When I speak with Matthew Biancaniello on the phone one recent Tuesday, he’s busy picking fresh Cuban oregano from his Venice garden and packing up to hit the Santa Barbara Farmers Market, where he plans to shop for the pop-up bar at Sama Sama Kitchen that evening. “For me, it’s about curating everything so that I know where everything came from,” said Biancaniello, a self-taught mixologist who once owned his own bee colony, frequently forages in the Santa Monica Mountains, and visits at least five different farmers’ markets a week for ingredient inspiration.

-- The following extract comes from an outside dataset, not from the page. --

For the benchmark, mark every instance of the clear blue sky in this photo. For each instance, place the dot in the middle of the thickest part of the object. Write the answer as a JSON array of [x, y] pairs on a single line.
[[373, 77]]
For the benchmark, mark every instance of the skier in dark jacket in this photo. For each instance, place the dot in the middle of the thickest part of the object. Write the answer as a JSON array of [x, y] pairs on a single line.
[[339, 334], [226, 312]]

Eat Your Drink is Biancaniello’s gorgeous new book of culinary cocktails that showcases what he’s learned since starting at the Library Bar in 2008. Biancaniello brought a mad-scientist-with-a-green-thumb kind of energy to the downtown Los Angeles bar and revamped their menu completely, infusing their drinks with fresh Santa Monica Farmers Market finds.

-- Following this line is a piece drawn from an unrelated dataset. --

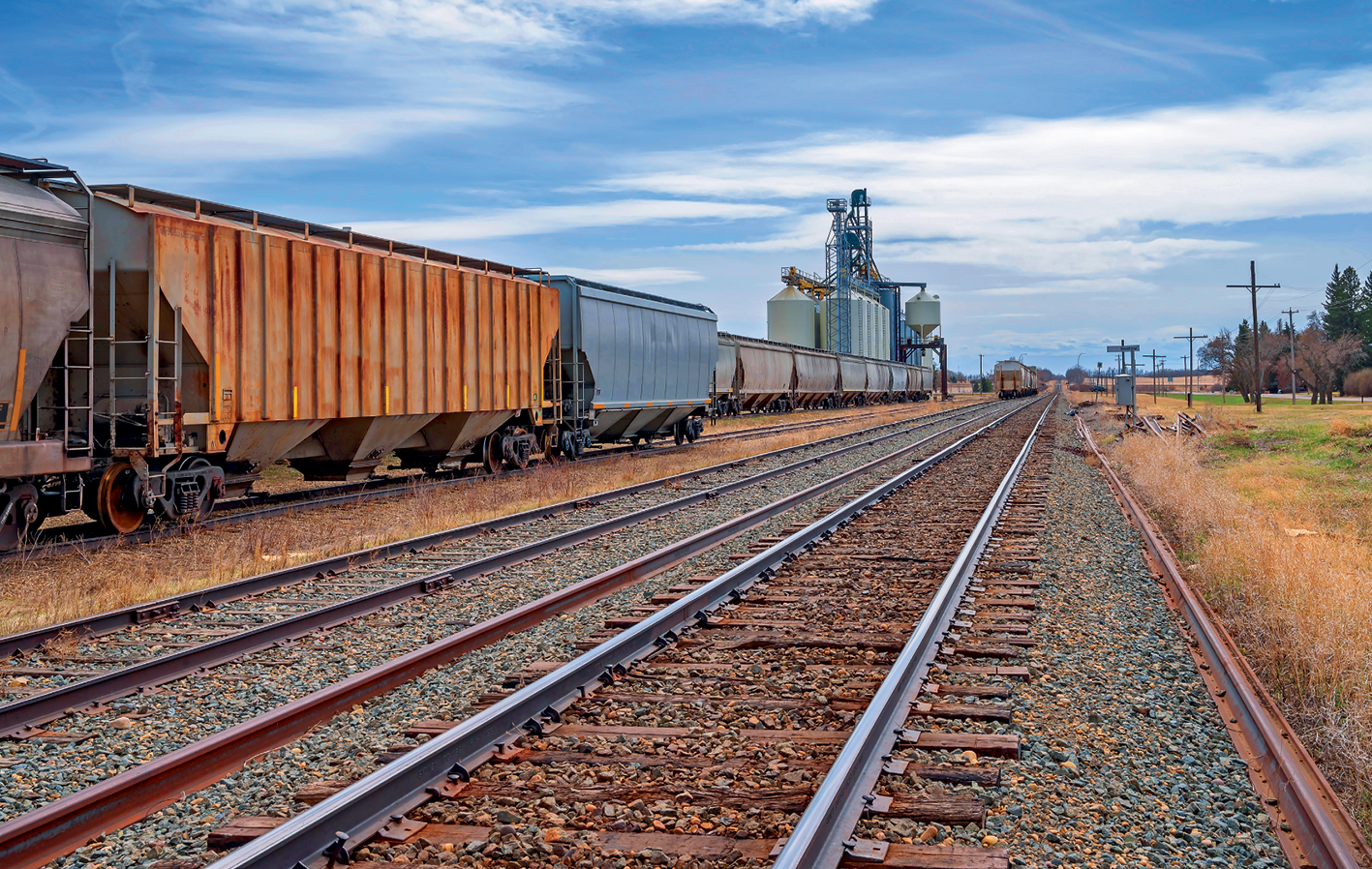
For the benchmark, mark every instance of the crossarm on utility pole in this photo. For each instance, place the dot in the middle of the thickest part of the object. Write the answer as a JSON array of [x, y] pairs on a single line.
[[1253, 286]]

“My mission is to be constantly creating, finding unusual fruits and herbs that I can store in the memory banks of the cocktail enthusiast forever,” Biancaniello explains in the introduction of his book, which is organized like courses in a menu, beginning with Amuse Bouche, such as the blood-orange cheese and cracker with fig-bourbon jelly, and ending with After Dinner Drinks.
Upon seeing Biancaniello engage with guests, jump back behind the bar to muddle arugula or snip fresh flowers, and head out to present an imaginative creation that Tuesday night at Sama Sama, it became clear why Biancaniello is famous for bringing to cocktails the sushi bar concept of omakase, the practice of customer and chef — or in this case bartender — creating an experience together. “The greatest gift that I have is that I was never trained,” Biancaniello said. “Because I was never trained, I don’t think about right or wrong.”
This open-mindedness was evident in my favorite drink of the night: the Breeders’ Cup, featuring lime juice, agave, cucumbers, beet horseradish gin, applewood-smoked sea salt, and borage flowers. I wasn’t sure if I was having a drink or doing a cleanse, but I was certainly revitalized. Many others loved the Last Tango in Modena, Biancaniello’s favorite cocktail to make, featuring gin, strawberries, 25-year-old balsamic vinegar, and St. Germain foam.
“I hope that I’m sparking something inside of them to create,” Biancaniello said of his desire for Eat Your Drink readers. Indeed, the book’s eye-opening combos, such as scotch-soaked oysters and candy-cap-mushroom bourbon ice cream, are sure to inspire new ways of thinking about food, drink, and everything in between. After another pop-up at Sama Sama on August 3, Biancaniello will be opening his own place in Santa Monica sometime this fall.